The CT WCC 43 form is an essential document for notifying both the Administrative Law Judge and the employee of the employer's intention to contest the employee's right to compensation benefits. This guide will provide you with straightforward, step-by-step instructions for completing the form accurately online.

Follow the steps to complete the CT WCC 43 form efficiently.
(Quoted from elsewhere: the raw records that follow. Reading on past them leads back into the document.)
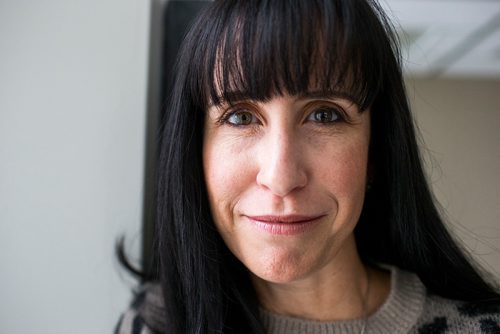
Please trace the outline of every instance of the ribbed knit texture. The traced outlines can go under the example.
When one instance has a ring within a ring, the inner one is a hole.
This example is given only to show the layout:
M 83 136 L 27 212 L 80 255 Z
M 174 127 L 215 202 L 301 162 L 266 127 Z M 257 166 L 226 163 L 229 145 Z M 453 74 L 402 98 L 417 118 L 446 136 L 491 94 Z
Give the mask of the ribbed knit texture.
M 478 306 L 430 295 L 420 279 L 391 269 L 387 300 L 366 320 L 313 321 L 272 314 L 261 309 L 269 334 L 500 334 L 498 306 Z M 118 334 L 164 333 L 163 302 L 159 284 L 147 284 L 116 327 Z
M 269 334 L 407 333 L 422 313 L 425 287 L 413 274 L 393 269 L 386 302 L 365 319 L 323 322 L 272 314 L 261 310 Z

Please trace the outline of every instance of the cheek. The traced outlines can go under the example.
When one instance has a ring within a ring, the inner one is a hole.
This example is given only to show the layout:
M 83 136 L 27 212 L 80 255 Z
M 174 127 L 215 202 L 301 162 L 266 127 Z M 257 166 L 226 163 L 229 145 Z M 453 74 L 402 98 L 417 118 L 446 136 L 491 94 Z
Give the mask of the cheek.
M 251 182 L 249 161 L 235 145 L 205 140 L 203 169 L 209 202 L 218 225 L 232 220 L 238 199 Z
  1. Press the ‘Get Form’ button to access the CT WCC 43 form and open it in your editing interface.
  2. Fill in the 'WCC File #' field, which is for WCC use only. This will typically be assigned by the Workers' Compensation Commission.
  3. Enter the 'Date filed in District' to indicate when the form is submitted.
  4. In the 'EMPLOYEE' section, provide the employee's full name, date of injury, date of birth (required), and, if applicable, the date of death. Also, include the employee's complete address, city or town of injury, state, and zip code.
  5. Specify the body part(s) affected by the injury by filling in the appropriate section.
  6. Mention the nature of the injury in the given field, being as descriptive as possible.
  7. If the employee has legal representation, fill out the 'ATTORNEY OR REPRESENTATIVE OF EMPLOYEE' section. Include their name, address, city or town, state, and zip code. Check the box if the case involves an occupational disease or repetitive trauma.
  8. In the 'REASON(S) FOR CONTEST — SIGNATURE' area, enter the name of the law firm or representative, their contact information, and provide a specific explanation of the reasons for contesting liability for payment of benefits.
  9. Complete the 'EMPLOYER' section with the employer's name, address, city or town, state, zip code, and telephone number.
  10. Fill in the 'INSURER' section, including the claim number, insurer's name, address, city or town, state, and zip code.
  11. Sign and date the form in the designated area. Include the name of the contact person, their title, and contact telephone number.
  12. Once you have completed all required fields, save your changes. You can then download, print, or share the completed CT WCC 43 form as needed.

Complete the CT WCC 43 form online today to ensure timely processing of your notice.